Mykael Dugan – Vocalist – Forever Forbidden
“There was no moshing allowed [at The Space] and that’s a big thing for us. He couldn’t use his own drum set. The mix was ok, but I hate when a mixer is really cocky, like he was dissing on the guy…and the crew there wasn’t the greatest. I don’t know. It just wasn’t good. It was really bad, because we were playing with a bunch of Black Metal bands and that’s just not our style. But a show is a show I guess. So far that’s our worst experience.”

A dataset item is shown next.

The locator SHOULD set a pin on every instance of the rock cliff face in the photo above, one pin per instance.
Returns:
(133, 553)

Troy Carpenter – In Amber Skies
“We were playing out and we were old school speed metal thrash, but then it was brand new. We got hired to play in a bar. We were young kids, like 16-17 years old. The other bands were older and playing covers and stuff like that. The club owner shut off the electricity on us and told us to get out because they were not having Satanic music here. That was my most traumatic fucking experience.”
Keith Letourneau – Vocalist/Guitarist – Shallow Ground
“We played this hole-in-the-wall club in Norwich called, The Wet Bar. We passed by it couple times before we figured out where the place was and entered the obscure door down into this basement bar you’d see on a low budget cop show. Their PA system was a 8 channel mixer…only 2 channels actually worked…better suited for DJ’ing and only halve the speakers worked. There were 4 bands playing that night and the single mic kept cutting out through out the sets. I managed to get it working by the time we went on, which was last, but by then there was no one left in the club, aside from the bar tender and 4 people sitting on a couch. Even the promoter had left by then.”
“I’ve seen the ever so popular, ‘I’m going to do a quick four count we’re all gonna jump into it’ and only one person jumps in. Trying to do the extended jam-out ending and you butcher your own song because you don’t know what you’re doing; no ones on the same page. Trying to get your buddy to come up and sing when he doesn’t know what he’s doing so he’s just babbling garbage. My favorite, not being prepared or ready to perform. That’s always a fun train wreck.”
Rusty Asunder – The Webster Underground
“On keys. Accidentally almost putting the mute button while playing on stage, or putting too much weight on one side and almost toppling over.”
Adam – Built By Machines
“If someone fucks up there part and someone in the band makes a face like “What the fuck”. It’s like, just keep playing and commit. Play it off as that’s what you meant to do. You’re already up there. don’t act like you’ve messed up even if you totally did.”
Beth – Metal Fan
“It was like right near the end of the last song my double bass pedals, the springs just busted and my pedals went out. I was like what the hell am I gonna do? I just had to finish through the set. The next show after that, to add to the carnage, I was in the middle of playing one of our songs and one of my toms just fell off. I use my toms a lot for that song and it was just like gotta keep going. I feeling really bad about it and just kept going. I remember one guy in the crowd said, ‘You don’t need it. You’re awesome.’ Then I was like ‘Alright. I don’t need it’.”